Therese: Thank you, it is a pleasure, Monika!
Monika: You look fantastic, Therese. What is the secret of your beauty?
Therese: Well, I am lucky to get my beauty from the ethnic background of being a Hawaiian Asian mixture. All women in my family have beautiful skin. They also taught me not to try going in the sun, and if I do, only with sunblock or wearing a big hat to protect my skin. 
I drink lots of water. I eat a healthy meal, plus I apply a natural skin cream or virgin coconut oil on my face before going to bed each night. Being 63 I am lucky I do not look my age.
Monika: You were born in Wailuku, Hawaii. How do you recollect your childhood? 
Therese: My childhood was unhappy with lots of pain. My family was dysfunctional. My mother had me when she was 16, and my father was 19 years old. They were not ready for parenthood. My dad was in the coast guard, so we moved to Los Angeles. He was very mean, abusive to my mother and me. He feared I would be gay.  
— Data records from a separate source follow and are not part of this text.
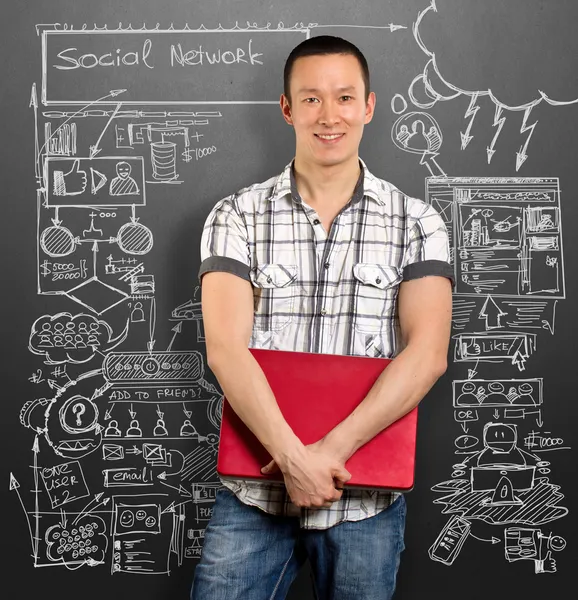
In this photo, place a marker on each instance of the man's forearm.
(247, 390)
(399, 389)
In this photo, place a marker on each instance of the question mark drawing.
(78, 409)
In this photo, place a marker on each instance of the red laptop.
(315, 392)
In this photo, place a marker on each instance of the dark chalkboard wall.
(123, 124)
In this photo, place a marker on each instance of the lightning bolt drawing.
(471, 112)
(499, 123)
(521, 155)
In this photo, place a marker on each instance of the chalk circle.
(134, 238)
(57, 241)
(466, 441)
(126, 518)
(398, 104)
(78, 415)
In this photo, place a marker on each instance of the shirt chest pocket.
(377, 288)
(274, 295)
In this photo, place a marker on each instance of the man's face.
(328, 108)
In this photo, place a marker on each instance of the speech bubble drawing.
(66, 338)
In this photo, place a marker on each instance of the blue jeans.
(249, 554)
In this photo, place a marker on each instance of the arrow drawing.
(177, 329)
(14, 486)
(152, 325)
(491, 312)
(94, 150)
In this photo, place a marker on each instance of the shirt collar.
(367, 185)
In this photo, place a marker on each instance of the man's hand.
(314, 477)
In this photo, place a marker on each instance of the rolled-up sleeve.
(224, 241)
(427, 251)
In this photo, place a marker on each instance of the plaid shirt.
(314, 291)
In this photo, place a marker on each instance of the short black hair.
(323, 45)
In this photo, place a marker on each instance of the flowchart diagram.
(123, 433)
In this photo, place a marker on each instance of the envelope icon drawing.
(112, 452)
(153, 452)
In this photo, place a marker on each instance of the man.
(326, 258)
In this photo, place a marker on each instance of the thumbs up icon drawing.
(71, 183)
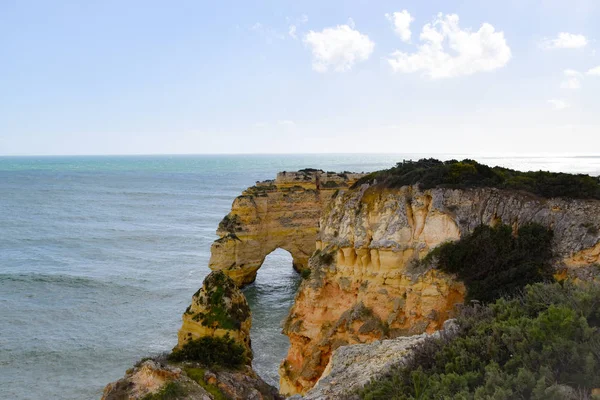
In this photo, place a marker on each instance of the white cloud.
(559, 104)
(292, 31)
(338, 48)
(572, 79)
(565, 40)
(401, 21)
(286, 122)
(470, 52)
(594, 71)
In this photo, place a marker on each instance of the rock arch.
(282, 213)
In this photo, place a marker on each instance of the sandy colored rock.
(218, 309)
(364, 285)
(282, 213)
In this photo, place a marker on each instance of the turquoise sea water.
(99, 257)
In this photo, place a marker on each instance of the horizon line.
(483, 155)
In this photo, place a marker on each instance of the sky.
(289, 76)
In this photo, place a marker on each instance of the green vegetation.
(221, 314)
(170, 391)
(212, 352)
(230, 223)
(197, 374)
(429, 173)
(305, 273)
(492, 262)
(325, 258)
(332, 185)
(541, 344)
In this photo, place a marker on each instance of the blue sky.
(157, 77)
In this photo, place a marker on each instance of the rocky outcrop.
(352, 367)
(282, 213)
(188, 381)
(150, 377)
(218, 309)
(365, 286)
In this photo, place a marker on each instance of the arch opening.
(270, 298)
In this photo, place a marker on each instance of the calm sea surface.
(99, 257)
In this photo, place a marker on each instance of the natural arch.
(270, 298)
(283, 213)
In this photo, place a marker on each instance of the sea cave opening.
(270, 298)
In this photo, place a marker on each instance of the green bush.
(430, 173)
(170, 391)
(197, 374)
(212, 352)
(530, 347)
(492, 262)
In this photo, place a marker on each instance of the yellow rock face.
(218, 309)
(283, 213)
(360, 246)
(364, 284)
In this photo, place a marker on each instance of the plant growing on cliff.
(492, 262)
(170, 391)
(212, 352)
(541, 344)
(220, 313)
(430, 173)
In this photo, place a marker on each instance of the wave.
(71, 281)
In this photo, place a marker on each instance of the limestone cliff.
(364, 285)
(218, 309)
(281, 213)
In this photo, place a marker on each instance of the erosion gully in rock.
(356, 249)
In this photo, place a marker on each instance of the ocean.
(100, 256)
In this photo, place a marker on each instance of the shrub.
(197, 374)
(492, 262)
(429, 173)
(212, 352)
(170, 391)
(528, 347)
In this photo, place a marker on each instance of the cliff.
(364, 285)
(212, 357)
(282, 213)
(358, 241)
(218, 309)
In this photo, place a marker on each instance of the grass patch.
(430, 173)
(305, 273)
(212, 352)
(538, 345)
(197, 374)
(170, 391)
(220, 314)
(492, 262)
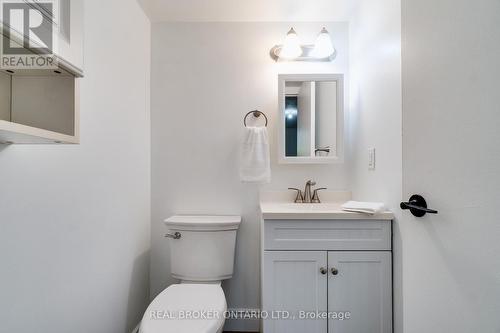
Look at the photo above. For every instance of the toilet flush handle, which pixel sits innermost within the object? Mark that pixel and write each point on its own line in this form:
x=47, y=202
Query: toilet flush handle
x=176, y=235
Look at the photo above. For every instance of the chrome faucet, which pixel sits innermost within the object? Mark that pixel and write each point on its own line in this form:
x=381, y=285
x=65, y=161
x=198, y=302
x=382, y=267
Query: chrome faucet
x=308, y=196
x=307, y=191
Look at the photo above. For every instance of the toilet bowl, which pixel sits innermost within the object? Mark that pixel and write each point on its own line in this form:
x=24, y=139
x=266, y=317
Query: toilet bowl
x=201, y=256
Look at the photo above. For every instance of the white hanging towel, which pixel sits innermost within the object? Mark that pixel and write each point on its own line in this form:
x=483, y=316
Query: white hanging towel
x=255, y=161
x=364, y=207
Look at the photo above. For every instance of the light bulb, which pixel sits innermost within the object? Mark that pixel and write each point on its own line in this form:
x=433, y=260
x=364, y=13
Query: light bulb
x=323, y=47
x=291, y=47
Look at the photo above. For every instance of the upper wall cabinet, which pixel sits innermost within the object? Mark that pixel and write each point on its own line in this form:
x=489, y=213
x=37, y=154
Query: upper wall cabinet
x=49, y=26
x=311, y=118
x=41, y=64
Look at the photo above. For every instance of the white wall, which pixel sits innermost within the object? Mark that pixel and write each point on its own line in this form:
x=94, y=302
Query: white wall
x=205, y=77
x=75, y=220
x=375, y=121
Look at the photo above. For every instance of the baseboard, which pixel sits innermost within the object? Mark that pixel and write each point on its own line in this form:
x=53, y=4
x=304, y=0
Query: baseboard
x=240, y=322
x=136, y=329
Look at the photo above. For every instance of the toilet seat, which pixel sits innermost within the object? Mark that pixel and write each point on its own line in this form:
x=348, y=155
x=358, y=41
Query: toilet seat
x=186, y=308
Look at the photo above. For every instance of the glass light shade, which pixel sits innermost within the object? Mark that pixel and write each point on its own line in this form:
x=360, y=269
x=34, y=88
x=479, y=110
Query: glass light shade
x=291, y=47
x=323, y=47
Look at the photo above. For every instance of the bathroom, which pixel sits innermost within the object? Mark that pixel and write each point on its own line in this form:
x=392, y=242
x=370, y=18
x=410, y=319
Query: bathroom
x=161, y=93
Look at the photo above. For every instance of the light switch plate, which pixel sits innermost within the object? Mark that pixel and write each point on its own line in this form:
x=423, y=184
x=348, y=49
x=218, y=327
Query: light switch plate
x=371, y=159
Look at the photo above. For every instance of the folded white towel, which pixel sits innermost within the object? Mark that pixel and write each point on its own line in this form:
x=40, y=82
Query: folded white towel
x=255, y=162
x=364, y=207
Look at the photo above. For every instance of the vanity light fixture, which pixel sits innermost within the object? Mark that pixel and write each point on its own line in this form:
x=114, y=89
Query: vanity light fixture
x=292, y=50
x=291, y=47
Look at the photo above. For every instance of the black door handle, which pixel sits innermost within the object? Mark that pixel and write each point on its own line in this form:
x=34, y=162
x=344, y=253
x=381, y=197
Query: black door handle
x=417, y=206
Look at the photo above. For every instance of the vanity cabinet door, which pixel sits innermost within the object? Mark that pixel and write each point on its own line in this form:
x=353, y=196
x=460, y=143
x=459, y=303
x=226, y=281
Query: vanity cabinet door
x=360, y=283
x=294, y=282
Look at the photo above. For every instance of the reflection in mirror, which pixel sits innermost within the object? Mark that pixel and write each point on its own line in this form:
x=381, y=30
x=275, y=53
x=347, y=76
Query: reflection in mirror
x=312, y=117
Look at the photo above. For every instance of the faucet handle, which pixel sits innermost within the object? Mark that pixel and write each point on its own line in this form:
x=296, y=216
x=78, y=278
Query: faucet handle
x=300, y=197
x=315, y=198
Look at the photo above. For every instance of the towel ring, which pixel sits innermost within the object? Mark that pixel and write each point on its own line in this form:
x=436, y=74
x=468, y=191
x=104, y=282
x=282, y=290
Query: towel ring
x=256, y=114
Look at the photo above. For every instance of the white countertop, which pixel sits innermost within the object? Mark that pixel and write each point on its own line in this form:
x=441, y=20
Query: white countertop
x=280, y=206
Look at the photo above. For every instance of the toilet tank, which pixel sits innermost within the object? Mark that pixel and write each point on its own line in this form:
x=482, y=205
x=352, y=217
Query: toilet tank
x=205, y=250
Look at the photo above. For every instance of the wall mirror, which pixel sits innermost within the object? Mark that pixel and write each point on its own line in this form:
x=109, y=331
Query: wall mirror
x=311, y=118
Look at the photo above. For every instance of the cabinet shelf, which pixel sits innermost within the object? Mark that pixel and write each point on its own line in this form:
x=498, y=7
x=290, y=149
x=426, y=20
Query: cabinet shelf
x=21, y=134
x=39, y=107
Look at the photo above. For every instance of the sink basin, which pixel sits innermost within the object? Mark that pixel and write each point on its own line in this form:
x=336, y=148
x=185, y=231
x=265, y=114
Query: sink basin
x=321, y=207
x=280, y=206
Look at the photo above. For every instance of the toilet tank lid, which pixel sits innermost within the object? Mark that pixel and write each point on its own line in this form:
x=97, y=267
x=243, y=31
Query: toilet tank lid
x=203, y=222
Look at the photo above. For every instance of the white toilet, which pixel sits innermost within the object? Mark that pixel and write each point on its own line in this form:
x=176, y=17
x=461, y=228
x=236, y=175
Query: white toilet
x=201, y=256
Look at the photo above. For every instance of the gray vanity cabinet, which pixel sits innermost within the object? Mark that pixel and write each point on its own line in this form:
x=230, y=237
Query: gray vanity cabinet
x=327, y=276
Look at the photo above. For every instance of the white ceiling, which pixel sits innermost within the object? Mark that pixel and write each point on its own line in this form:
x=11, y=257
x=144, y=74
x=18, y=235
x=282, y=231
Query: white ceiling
x=249, y=10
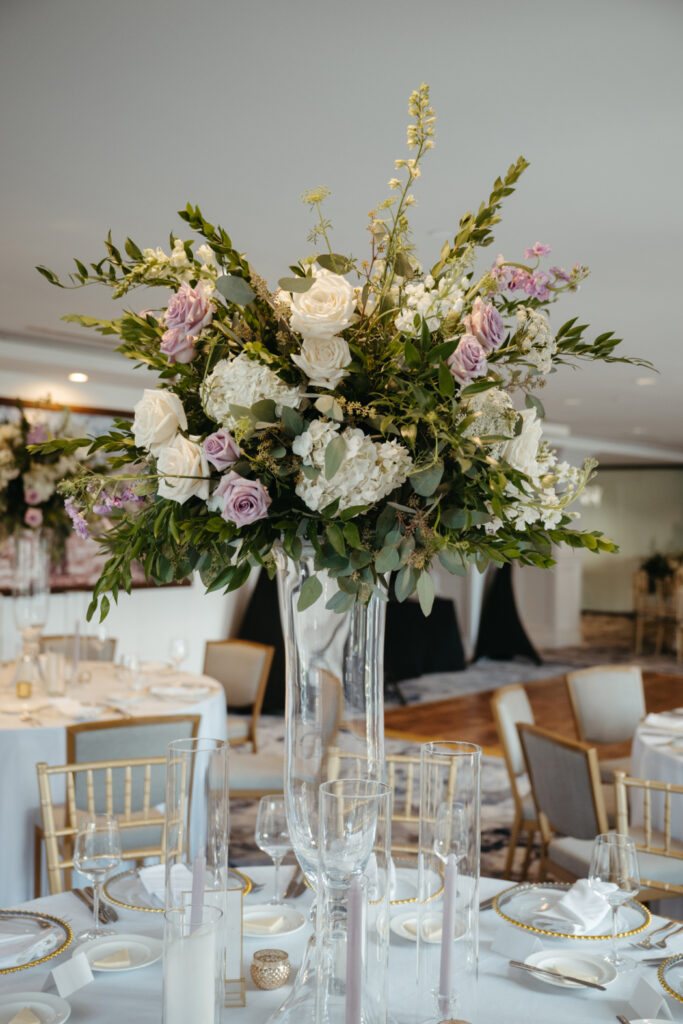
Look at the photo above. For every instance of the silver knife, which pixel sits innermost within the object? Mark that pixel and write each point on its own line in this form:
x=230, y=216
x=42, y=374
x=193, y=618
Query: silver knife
x=556, y=975
x=296, y=885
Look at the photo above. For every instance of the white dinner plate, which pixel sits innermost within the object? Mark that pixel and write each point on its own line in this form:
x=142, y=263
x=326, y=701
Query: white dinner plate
x=589, y=967
x=181, y=691
x=406, y=926
x=142, y=950
x=258, y=922
x=50, y=1009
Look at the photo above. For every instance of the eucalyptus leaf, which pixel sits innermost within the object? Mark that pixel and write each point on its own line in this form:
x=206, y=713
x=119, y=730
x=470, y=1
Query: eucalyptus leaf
x=235, y=289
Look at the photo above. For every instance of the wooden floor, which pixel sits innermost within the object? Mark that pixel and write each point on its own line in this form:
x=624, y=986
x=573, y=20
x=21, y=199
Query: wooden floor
x=469, y=717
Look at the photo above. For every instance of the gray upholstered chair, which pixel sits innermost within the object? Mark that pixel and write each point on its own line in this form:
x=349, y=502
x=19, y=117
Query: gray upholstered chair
x=568, y=797
x=242, y=668
x=607, y=702
x=659, y=855
x=90, y=648
x=510, y=705
x=256, y=775
x=113, y=741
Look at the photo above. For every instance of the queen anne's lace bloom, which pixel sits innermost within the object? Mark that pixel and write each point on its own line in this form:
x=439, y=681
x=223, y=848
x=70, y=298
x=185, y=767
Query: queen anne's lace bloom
x=242, y=382
x=369, y=470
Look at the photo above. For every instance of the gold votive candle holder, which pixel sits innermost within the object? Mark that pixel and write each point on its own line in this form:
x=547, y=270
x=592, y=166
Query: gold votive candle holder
x=270, y=968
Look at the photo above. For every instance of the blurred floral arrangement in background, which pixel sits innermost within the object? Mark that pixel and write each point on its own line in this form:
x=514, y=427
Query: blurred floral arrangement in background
x=385, y=413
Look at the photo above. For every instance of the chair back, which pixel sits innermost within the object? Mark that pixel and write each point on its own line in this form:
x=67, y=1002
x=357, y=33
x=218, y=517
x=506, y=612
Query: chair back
x=510, y=705
x=607, y=701
x=90, y=648
x=565, y=783
x=136, y=812
x=658, y=799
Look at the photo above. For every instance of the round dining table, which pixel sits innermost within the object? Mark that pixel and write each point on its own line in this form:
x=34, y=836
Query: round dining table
x=34, y=729
x=506, y=995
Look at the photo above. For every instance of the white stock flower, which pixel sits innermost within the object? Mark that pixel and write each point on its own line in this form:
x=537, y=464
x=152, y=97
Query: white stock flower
x=242, y=382
x=183, y=470
x=323, y=360
x=536, y=339
x=159, y=416
x=369, y=471
x=522, y=452
x=326, y=308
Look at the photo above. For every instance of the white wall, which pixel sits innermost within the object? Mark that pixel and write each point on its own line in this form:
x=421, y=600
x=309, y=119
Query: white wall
x=642, y=511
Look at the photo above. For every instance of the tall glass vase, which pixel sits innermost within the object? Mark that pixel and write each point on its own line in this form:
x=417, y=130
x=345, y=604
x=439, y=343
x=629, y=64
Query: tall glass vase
x=31, y=589
x=334, y=723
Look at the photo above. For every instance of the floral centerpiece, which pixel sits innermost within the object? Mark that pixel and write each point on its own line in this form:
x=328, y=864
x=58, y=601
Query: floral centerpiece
x=383, y=412
x=29, y=478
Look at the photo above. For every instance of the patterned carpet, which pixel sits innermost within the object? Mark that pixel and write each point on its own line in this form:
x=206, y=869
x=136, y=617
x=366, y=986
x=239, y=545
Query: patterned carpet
x=606, y=639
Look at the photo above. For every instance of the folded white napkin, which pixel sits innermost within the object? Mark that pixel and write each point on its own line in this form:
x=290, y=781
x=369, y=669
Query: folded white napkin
x=580, y=911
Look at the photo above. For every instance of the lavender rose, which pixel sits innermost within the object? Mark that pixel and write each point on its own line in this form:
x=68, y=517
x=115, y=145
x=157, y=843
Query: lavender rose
x=468, y=360
x=33, y=517
x=486, y=325
x=240, y=501
x=221, y=450
x=187, y=312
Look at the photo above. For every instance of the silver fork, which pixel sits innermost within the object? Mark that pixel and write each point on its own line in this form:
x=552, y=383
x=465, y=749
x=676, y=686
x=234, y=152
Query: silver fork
x=646, y=943
x=662, y=943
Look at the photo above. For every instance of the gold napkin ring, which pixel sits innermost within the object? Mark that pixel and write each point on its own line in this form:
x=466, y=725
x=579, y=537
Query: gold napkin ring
x=270, y=968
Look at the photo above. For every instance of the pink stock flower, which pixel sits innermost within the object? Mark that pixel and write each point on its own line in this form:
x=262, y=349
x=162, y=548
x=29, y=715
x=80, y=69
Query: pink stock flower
x=33, y=517
x=37, y=434
x=538, y=250
x=468, y=360
x=243, y=501
x=221, y=450
x=188, y=311
x=486, y=325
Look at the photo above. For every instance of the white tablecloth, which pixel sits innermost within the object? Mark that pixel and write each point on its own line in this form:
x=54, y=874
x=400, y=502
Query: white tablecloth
x=22, y=744
x=506, y=995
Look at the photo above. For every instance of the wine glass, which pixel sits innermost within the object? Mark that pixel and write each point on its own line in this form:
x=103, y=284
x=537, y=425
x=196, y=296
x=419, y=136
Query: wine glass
x=96, y=851
x=613, y=873
x=272, y=836
x=177, y=651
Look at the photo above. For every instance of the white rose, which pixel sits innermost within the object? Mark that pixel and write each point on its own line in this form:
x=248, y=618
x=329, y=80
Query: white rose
x=522, y=452
x=323, y=360
x=326, y=308
x=183, y=470
x=159, y=416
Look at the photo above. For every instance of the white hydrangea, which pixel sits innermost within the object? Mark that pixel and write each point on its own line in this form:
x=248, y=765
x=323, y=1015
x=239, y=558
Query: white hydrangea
x=536, y=339
x=242, y=382
x=369, y=470
x=430, y=302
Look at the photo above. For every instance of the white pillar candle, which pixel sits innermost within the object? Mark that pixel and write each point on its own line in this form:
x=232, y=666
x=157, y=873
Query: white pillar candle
x=447, y=932
x=189, y=978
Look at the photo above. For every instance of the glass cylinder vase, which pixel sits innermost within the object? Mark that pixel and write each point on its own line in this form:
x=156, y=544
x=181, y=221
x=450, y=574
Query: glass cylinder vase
x=334, y=713
x=31, y=589
x=449, y=881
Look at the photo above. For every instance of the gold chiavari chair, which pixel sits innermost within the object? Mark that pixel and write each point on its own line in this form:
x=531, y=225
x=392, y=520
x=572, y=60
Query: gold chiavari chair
x=125, y=790
x=659, y=855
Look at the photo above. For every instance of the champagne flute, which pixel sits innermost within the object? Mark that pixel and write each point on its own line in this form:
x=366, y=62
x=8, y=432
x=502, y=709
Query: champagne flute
x=614, y=873
x=272, y=836
x=96, y=851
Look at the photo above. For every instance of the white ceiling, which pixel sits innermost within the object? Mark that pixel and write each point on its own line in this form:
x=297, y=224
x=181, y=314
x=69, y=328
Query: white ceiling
x=116, y=114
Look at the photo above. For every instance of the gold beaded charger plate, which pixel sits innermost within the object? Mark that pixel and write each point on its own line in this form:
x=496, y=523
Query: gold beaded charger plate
x=520, y=905
x=29, y=938
x=127, y=890
x=671, y=976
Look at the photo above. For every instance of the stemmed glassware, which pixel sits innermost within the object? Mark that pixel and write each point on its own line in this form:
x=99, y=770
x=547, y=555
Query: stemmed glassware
x=272, y=836
x=96, y=852
x=614, y=873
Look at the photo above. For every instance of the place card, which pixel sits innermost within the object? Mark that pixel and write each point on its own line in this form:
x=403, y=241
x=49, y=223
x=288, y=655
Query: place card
x=646, y=1000
x=70, y=976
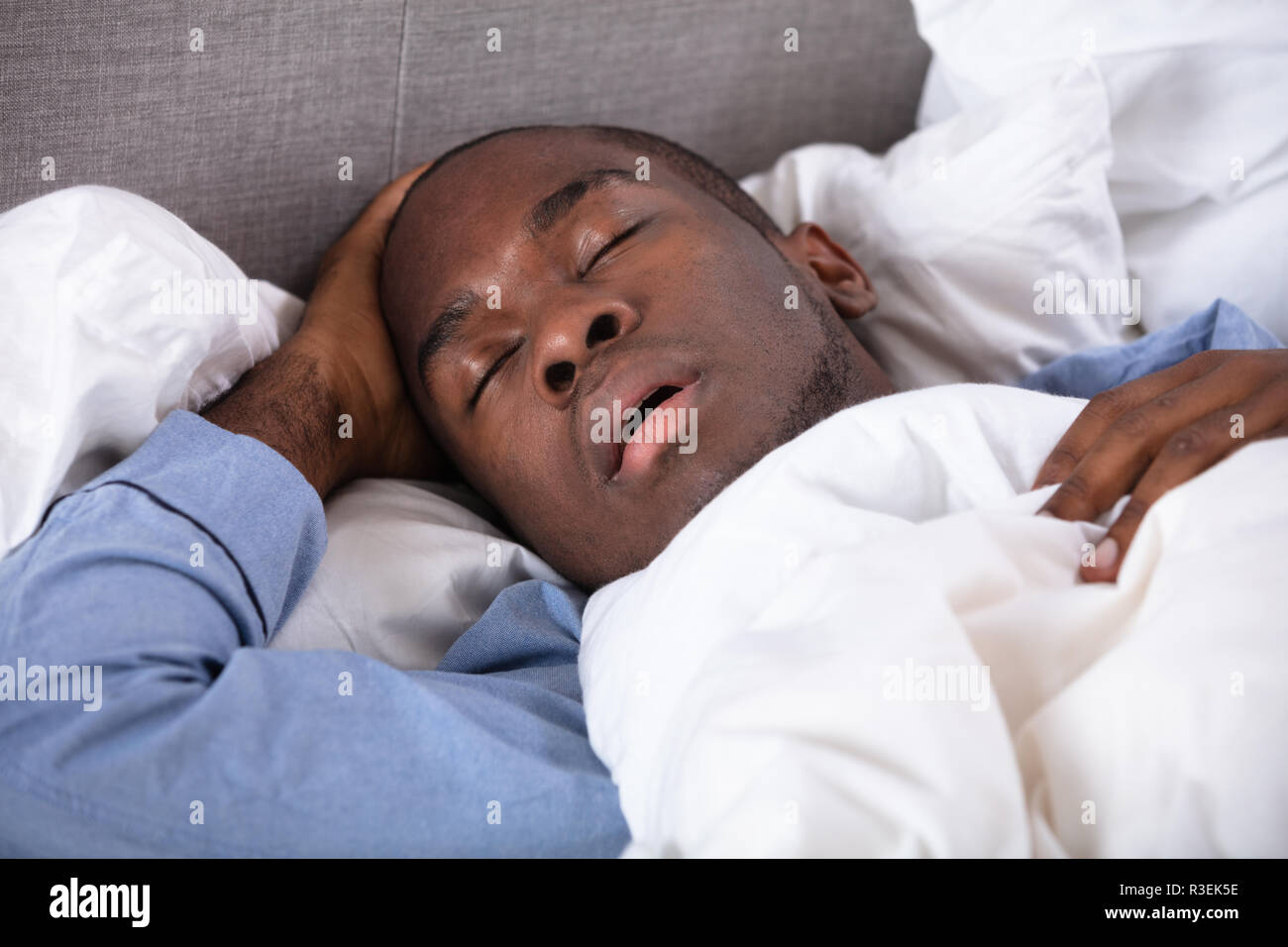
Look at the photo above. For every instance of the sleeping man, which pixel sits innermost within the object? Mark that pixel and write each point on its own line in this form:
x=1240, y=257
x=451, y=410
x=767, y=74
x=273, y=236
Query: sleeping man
x=529, y=283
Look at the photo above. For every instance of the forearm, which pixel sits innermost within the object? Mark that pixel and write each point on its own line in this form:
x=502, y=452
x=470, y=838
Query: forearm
x=292, y=402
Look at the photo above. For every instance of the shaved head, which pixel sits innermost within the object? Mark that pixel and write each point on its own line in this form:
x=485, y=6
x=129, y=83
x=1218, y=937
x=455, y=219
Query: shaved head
x=540, y=290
My mother divorced him when I was 4 years old and sent me to live with my grandmother in Maui. She loved me unconditionally. Living with grandma were the happiest days of childhood. At age 7, my mother remarried. My stepdad was also mean and abusive to me. My mother never protected me. I could not wait to be 18, so I could leave living with them.

In her twenties.

Monika: By the way, you feel very patriotic about Hawaii. Are you happy that the islands are a part of the USA today?
Therese: No, our Kingdom of Hawaii was stolen by force in 1893. I have a saying of which is “HAWAIIAN BY BLOOD, AMERICAN BY FORCE“. When the USA took over, they made it illegal for my people (Hawaiian) to speak our language. If you did, you were arrested. Children were beaten by their teacher at school for speaking Hawaiian. Many of the Hawaiian lands were also taken illegally.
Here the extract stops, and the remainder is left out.